Leaders who embrace it would be sending a positive message to both their team and their superiors by being progressive in embracing change. Transparency is critical to building trust and establishing an authentic dialogue between employees and employers, allowing meaningful conversations to take place where the right questions can be asked and the most effective solutions can be formulated. Depending on the sensitivity of the topic in discussion, the ability to conceal participant identities may be useful in encouraging participants to provide candid feedback – this is an advantage Collective Intelligence tools may have over existing social media platforms such as Yammer and Chatter where participants’ identities are revealed.
Collective Intelligence is a social machine; the technology is the engine and the people are the fuel. What’s missing in organisations is the ignition, the go ahead. There needs to be a cultural change in HR departments that moves research away from giving employees a say behind closed doors to giving them a say in an open forum.
Editor of HRExaminer.com, John Sumser, who’s top-rated comment reflects the community feeling of those who participated in our Future of Employee Research study, recognises this potential: “The difference will be amazing.
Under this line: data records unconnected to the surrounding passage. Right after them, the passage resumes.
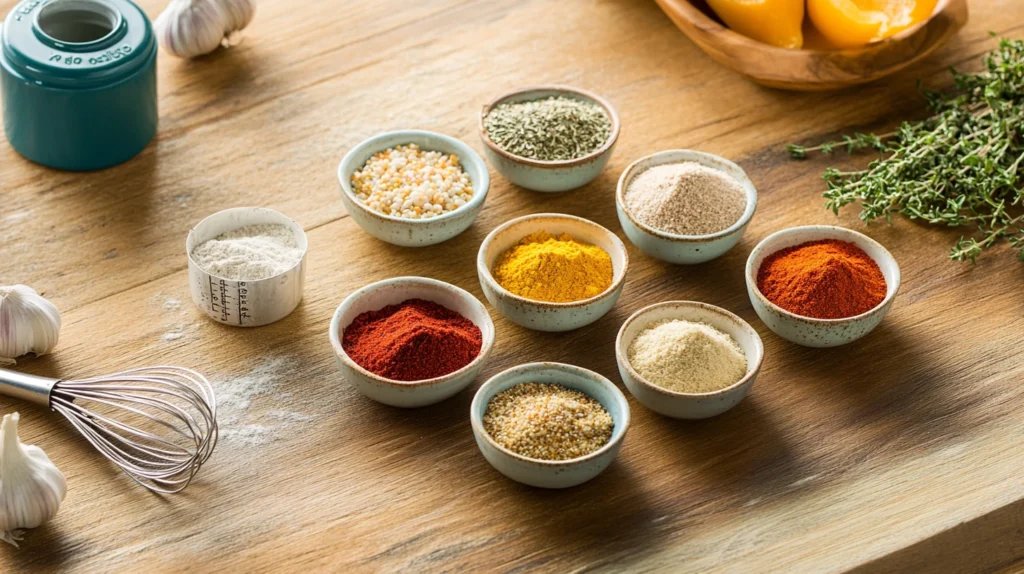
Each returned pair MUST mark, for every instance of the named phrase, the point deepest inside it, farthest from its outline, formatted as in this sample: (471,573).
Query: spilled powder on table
(240,424)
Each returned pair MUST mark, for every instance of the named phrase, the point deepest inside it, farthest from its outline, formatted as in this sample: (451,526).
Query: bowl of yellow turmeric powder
(552,271)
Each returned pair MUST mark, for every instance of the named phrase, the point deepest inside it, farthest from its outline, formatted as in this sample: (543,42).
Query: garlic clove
(29,323)
(193,28)
(31,486)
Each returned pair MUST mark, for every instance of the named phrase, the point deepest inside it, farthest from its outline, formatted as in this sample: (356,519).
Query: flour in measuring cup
(250,253)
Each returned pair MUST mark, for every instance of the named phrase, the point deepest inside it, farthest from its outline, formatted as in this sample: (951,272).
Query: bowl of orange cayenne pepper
(821,285)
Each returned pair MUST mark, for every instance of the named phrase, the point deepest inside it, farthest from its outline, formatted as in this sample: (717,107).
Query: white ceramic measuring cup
(245,303)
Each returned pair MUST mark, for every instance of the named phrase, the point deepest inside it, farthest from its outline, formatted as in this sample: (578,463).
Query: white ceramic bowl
(807,330)
(549,176)
(245,303)
(688,405)
(551,474)
(394,291)
(543,315)
(672,247)
(414,232)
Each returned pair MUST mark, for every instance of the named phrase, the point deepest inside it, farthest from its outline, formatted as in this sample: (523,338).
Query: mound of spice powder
(824,279)
(686,199)
(547,422)
(412,341)
(554,268)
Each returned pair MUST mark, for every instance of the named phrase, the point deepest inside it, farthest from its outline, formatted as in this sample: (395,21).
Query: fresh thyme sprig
(961,167)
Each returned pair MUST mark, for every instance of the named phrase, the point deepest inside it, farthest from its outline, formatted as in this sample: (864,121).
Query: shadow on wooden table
(44,549)
(892,382)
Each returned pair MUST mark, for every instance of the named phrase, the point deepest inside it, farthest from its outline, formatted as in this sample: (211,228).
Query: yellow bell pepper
(772,21)
(848,24)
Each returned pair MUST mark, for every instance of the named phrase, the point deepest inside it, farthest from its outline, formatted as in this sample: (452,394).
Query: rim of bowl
(301,233)
(628,175)
(823,230)
(593,377)
(712,26)
(615,283)
(465,153)
(585,94)
(336,327)
(622,354)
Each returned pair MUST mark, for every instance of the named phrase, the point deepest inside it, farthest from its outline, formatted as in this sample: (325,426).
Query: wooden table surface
(902,451)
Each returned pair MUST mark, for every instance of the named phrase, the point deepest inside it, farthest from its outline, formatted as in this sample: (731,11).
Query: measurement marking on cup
(219,300)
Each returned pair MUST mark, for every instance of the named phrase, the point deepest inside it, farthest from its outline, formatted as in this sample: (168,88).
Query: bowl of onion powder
(684,207)
(687,359)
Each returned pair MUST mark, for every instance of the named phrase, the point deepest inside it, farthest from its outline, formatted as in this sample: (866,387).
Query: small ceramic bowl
(542,315)
(807,330)
(394,291)
(672,247)
(414,232)
(688,405)
(551,474)
(549,176)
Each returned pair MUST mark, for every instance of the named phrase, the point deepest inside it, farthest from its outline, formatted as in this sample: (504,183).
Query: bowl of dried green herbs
(549,138)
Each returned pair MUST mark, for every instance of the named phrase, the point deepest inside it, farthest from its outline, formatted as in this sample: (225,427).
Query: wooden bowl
(815,70)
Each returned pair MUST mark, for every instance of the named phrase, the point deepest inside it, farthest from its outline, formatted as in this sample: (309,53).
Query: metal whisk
(158,424)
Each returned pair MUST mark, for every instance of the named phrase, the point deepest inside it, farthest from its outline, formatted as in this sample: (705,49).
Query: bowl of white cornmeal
(684,207)
(247,266)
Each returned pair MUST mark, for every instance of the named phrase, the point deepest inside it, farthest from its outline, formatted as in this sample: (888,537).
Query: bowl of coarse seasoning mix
(684,207)
(411,341)
(549,425)
(686,359)
(413,187)
(552,271)
(821,285)
(549,138)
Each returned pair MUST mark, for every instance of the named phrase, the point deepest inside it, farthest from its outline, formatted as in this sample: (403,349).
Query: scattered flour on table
(240,423)
(250,253)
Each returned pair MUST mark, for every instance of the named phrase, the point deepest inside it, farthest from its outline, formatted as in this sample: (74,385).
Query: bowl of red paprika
(411,342)
(821,285)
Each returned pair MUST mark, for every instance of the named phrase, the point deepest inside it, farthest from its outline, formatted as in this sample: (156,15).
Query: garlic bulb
(31,487)
(192,28)
(29,323)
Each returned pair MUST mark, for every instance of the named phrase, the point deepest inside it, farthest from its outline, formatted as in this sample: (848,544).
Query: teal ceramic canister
(79,82)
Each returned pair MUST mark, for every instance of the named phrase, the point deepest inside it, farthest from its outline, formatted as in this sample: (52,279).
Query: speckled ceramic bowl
(683,249)
(549,176)
(394,291)
(688,405)
(542,315)
(551,474)
(819,333)
(414,232)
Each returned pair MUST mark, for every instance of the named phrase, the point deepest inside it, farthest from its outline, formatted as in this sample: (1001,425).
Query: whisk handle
(26,387)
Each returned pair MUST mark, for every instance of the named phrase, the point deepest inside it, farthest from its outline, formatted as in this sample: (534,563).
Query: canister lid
(76,44)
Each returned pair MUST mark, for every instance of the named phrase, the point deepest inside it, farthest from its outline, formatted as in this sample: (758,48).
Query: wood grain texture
(815,70)
(887,454)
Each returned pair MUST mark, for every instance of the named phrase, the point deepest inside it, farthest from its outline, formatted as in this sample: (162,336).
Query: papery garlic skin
(29,323)
(31,486)
(193,28)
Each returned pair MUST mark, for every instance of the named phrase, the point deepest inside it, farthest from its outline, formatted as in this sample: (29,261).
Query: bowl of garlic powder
(687,359)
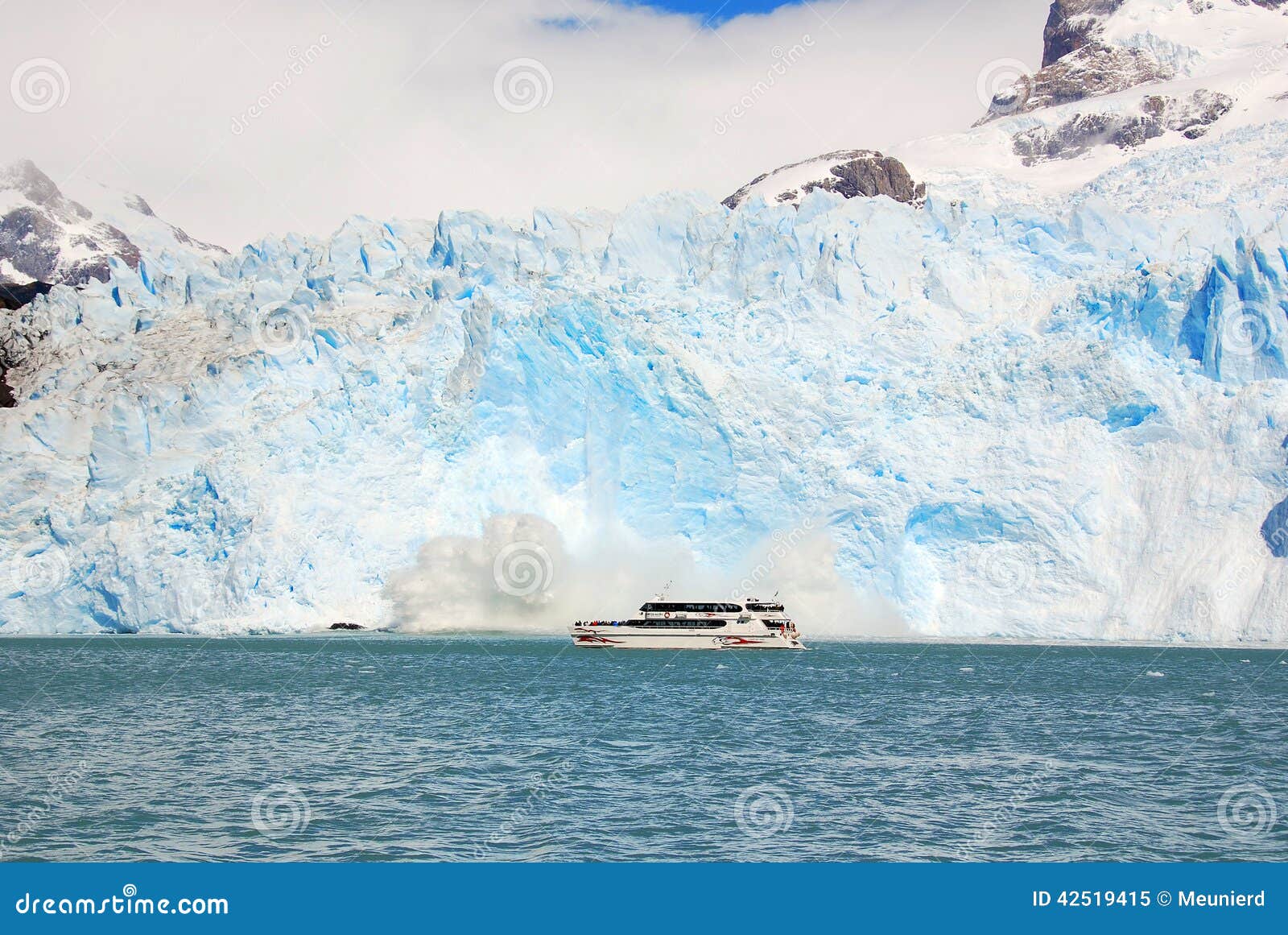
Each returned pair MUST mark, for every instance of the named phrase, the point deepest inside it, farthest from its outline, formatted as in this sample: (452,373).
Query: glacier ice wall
(1004,415)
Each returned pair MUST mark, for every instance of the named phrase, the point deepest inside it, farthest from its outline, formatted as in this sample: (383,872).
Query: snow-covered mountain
(1051,401)
(47,238)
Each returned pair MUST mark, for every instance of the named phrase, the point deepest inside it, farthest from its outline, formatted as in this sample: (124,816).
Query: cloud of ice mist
(519,576)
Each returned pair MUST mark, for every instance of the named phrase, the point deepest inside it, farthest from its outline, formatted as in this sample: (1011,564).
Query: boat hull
(622,638)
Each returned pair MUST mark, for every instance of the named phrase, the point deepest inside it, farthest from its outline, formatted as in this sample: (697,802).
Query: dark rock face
(13,348)
(1274,530)
(13,296)
(1088,72)
(869,176)
(856,173)
(1157,115)
(1071,25)
(39,238)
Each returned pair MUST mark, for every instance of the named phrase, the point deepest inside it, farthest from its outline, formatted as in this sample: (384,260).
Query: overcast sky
(242,118)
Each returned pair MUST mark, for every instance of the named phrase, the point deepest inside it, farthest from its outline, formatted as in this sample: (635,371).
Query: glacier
(1002,414)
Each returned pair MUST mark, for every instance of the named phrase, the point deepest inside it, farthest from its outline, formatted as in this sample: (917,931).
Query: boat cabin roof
(673,607)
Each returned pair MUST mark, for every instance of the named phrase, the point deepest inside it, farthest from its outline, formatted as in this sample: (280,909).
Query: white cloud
(388,109)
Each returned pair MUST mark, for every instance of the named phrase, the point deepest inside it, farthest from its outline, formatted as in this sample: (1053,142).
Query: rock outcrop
(849,173)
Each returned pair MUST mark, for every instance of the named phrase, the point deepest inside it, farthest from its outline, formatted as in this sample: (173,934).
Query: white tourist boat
(692,625)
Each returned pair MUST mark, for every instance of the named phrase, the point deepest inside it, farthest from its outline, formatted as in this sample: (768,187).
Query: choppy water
(374,747)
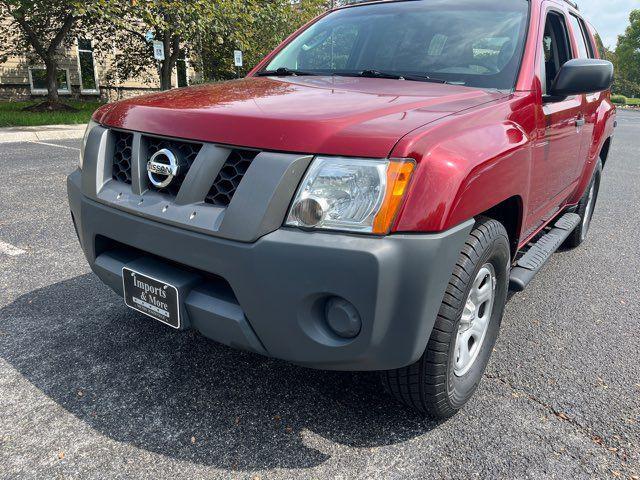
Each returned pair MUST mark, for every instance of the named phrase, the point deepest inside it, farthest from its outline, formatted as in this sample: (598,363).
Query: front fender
(468,166)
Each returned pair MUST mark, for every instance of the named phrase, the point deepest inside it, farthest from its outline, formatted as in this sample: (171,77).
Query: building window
(86,67)
(181,72)
(38,81)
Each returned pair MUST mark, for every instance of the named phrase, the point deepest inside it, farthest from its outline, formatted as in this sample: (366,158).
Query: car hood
(323,115)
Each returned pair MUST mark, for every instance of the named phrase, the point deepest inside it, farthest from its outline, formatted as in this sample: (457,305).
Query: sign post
(237,61)
(158,50)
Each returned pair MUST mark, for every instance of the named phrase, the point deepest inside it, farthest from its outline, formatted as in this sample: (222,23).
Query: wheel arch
(509,213)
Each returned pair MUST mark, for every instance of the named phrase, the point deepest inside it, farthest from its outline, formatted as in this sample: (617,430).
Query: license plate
(150,296)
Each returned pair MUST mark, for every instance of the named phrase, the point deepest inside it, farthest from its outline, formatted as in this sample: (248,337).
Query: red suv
(366,197)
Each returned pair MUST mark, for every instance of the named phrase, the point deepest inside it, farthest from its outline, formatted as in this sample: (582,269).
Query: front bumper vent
(122,156)
(228,180)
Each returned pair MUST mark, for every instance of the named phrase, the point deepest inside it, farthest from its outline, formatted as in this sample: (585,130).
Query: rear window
(477,43)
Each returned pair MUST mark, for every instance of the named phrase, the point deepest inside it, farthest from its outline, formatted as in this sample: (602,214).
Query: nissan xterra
(367,196)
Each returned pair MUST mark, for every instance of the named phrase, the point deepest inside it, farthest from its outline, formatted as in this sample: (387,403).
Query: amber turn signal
(399,176)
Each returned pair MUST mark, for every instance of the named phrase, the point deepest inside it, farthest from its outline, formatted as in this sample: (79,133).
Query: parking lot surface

Today, we create hypotheses and then go and collect the data. Tomorrow, we’ll be doing the inverse…We’ll be getting answers to questions we didn’t know to ask.”
Mindful of the concerns and considerations discussed in this article, Silverman Research designed Crowdoscope in collaboration with Unilever to harness the Collective Intelligence of employees, customers and consumers. By giving participants a say in an open forum, Crowdoscope provides the ideal environment to optimize input and extract key insight.